A "square" does not automatically have a coordinate system associated with it. So you have to be given the coordinates for at least some of the corners of the square.

For example, if one corner is at (0, 0) and another at (a, 0), then the other two are at (a, a) and (0, a). But you are still not going to have a smooth formula in polar coordinates. The line x= a becomes $rcos(\theta)= a$ or $r= a sec(\theta)$. Of course, $\theta= 0$ along the line y= 0 and $\theta= \pi/2$ at (a, a) so the first integral would be
$$\int_{\theta= 0}^{\theta/4}\int_{r= 0}^{asec(\theta)} f(r,\theta)rdrd\theta$$.

The second half would along the top line, y= a so $r sin(\theta)= a$ or $r= a csc(\theta)$ and that extends from $\theta= \pi/4$ to $3\pi/4$.

Or you could choose a coordinate system so that the origin is at the center of the square. That might simplify the values but now, because you have to pass include all four corners so you will need four separate integrals.

 

[DryRun]

A "square" does not automatically have a coordinate system associated with it. So you have to be given the coordinates for at least some of the corners of the square.

For example, if one corner is at (0, 0) and another at (a, 0), then the other two are at (a, a) and (0, a). But you are still not going to have a smooth formula in polar coordinates. The line x= a becomes $rcos(\theta)= a$ or $r= a sec(\theta)$. Of course, $\theta= 0$ along the line y= 0 and $\theta= \pi/2$ at (a, a) so the first integral would be
$$\int_{\theta= 0}^{\theta/4}\int_{r= 0}^{asec(\theta)} f(r,\theta)rdrd\theta$$.

The second half would along the top line, y= a so $r sin(\theta)= a$ or $r= a csc(\theta)$ and that extends from $\theta= \pi/4$ to $3\pi/4$.

Or you could choose a coordinate system so that the origin is at the center of the square. That might simplify the values but now, because you have to pass include all four corners so you will need four separate integrals.

I didn't realize that we required the sum of 2 double integrals for a square expressed in terms of polar coordinates.

Suppose the square has the following Euclidean coordinates: (0,0), (1,0), (1,1) and (0,1). I've attached the graph to this post.

The area of the square in terms of Euclidean coordinates is the double integral:
$$\int^{y=1}_{y=0} \int^{x=1}_{x=0} dxdy$$
Originally, i thought of converting the limits and dxdy directly into their respective polar forms, but i realize now that it would have been wrong.

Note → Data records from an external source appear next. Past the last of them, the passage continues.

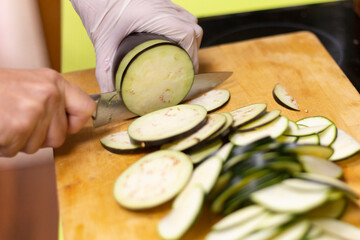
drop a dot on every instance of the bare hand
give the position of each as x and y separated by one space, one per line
38 108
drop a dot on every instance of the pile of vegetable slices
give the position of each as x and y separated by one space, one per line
269 177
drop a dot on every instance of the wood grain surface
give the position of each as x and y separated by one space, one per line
86 172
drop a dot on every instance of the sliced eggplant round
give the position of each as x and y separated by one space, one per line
331 209
282 97
153 180
204 175
247 114
119 142
167 124
154 74
214 123
267 118
182 217
213 99
200 154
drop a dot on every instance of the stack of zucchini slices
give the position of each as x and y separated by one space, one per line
268 177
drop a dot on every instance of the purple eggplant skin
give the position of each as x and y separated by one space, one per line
156 143
130 42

The second half would along the top line, y= a so $r sin(\theta)= a$ or $r= a csc(\theta)$ and that extends from $\theta= \pi/4$ to $3\pi/4$.

I think that's wrong. For the second half, $\theta$ varies from $\frac{\pi}{4}$ to $\frac{\pi}{2}$.

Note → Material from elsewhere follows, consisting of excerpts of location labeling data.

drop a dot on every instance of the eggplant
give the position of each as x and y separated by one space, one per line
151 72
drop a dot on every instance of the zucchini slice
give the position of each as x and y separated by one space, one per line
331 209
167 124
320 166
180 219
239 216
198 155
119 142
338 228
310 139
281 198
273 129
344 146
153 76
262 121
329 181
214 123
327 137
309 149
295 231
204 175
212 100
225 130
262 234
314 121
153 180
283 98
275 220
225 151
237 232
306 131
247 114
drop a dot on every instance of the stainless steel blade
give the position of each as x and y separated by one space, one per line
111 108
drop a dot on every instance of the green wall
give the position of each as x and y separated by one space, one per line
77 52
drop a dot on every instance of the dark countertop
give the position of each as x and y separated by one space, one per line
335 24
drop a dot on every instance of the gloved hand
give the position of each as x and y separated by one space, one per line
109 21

Also, instead of calculating the double integral for the second half and then adding to the double integral for the first half, why not simply write the total area like this:
$$2\int_{\theta= 0}^{\theta=\frac{\pi}{4}}\int_{r= 0}^{r=asec(\theta)} f(r,\theta)\,.rdrd\theta$$

 

[berkeman]

Please remember that this is a schoolwork questsion, and the OP has shown zero effort so far. We should not be doing his homework for him...

 

[chrisy2012]

Thanks for the reply guys, I asked the TA today and she says you have to divide it up into two identical triangles. so the answer would be
∫ 0 to ∏/4 of ( ∫ 0 to secθ (rdr))dθ
which would equal to 1/2.
But since there are two of the triangles the area would equate to 1. So it all works out :)